Welcome to WebmasterWorld Guest from 54.162.21.214

Forum Moderators: incrediBILL & martinibuster

Message Too Old, No Replies

[Robots.txt] What is the correct User agent for Adsense Crawl

Google adsense crawl error - what is the right user agent

     
9:15 am on Mar 21, 2013 (gmt 0)

New User

joined:Dec 15, 2011
posts:15
votes: 0


Happen to face Google adsense crawl error, found the fix.

It says, to make adsense to crawl your pages and show targetted ads, add these lines on top of robots.txt.

User-agent: Mediapartners-Google
Disallow:


But my robots.txt file has already had this lines

User-agent: Mediapartners-Google*
Allow: /

User-agent: Googlebot-Image
Allow: /wp-content/uploads/

User-agent: Adsbot-Google
Allow: /

User-agent: Googlebot-Mobile
Allow: /


Someone explain me what these lines refer to and what is the difference between both.

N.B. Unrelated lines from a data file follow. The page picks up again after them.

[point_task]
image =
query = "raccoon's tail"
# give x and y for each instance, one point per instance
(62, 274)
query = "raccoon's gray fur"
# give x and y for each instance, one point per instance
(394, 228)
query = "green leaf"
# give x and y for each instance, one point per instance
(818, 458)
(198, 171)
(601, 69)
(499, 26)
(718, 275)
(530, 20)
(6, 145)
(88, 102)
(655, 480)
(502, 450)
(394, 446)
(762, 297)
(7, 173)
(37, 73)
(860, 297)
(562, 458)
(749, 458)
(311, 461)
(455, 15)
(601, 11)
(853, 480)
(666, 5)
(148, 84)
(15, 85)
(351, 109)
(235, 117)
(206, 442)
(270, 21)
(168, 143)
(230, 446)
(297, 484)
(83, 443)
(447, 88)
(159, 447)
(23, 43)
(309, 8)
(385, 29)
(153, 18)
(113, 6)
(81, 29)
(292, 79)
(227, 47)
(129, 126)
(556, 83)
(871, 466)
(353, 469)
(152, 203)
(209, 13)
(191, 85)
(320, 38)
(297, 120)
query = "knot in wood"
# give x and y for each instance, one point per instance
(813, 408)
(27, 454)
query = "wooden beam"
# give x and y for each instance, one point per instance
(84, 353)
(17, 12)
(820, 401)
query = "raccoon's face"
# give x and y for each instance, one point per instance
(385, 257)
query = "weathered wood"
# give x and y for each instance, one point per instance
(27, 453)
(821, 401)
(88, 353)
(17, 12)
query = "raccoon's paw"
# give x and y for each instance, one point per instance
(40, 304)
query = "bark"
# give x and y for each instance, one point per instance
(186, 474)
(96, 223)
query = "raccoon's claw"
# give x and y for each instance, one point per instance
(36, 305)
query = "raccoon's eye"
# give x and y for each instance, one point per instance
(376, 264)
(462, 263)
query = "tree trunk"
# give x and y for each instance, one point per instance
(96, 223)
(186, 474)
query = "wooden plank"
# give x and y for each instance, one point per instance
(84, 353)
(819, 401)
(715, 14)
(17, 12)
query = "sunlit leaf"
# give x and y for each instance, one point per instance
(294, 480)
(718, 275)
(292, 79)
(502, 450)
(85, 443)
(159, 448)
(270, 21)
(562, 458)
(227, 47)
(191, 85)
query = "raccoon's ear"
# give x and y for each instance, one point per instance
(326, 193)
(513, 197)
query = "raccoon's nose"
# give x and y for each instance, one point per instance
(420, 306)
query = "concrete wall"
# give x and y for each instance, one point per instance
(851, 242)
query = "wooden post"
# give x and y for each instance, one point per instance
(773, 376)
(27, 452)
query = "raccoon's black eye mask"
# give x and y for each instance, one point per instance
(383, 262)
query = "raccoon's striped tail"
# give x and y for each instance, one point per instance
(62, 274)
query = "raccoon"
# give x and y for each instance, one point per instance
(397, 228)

Which is the right one? Do I need to make any changes or just leave like that?
10:37 am on Mar 21, 2013 (gmt 0)

Senior Member from US 

WebmasterWorld Senior Member lucy24 is a WebmasterWorld Top Contributor of All Time 5+ Year Member Top Contributors Of The Month

joined:Apr 9, 2011
posts:13210
votes: 347


You don't need the Allow lines at all. They're only for identifying permitted areas inside of excluded areas-- and then only for robots like googlebot that recognize the word.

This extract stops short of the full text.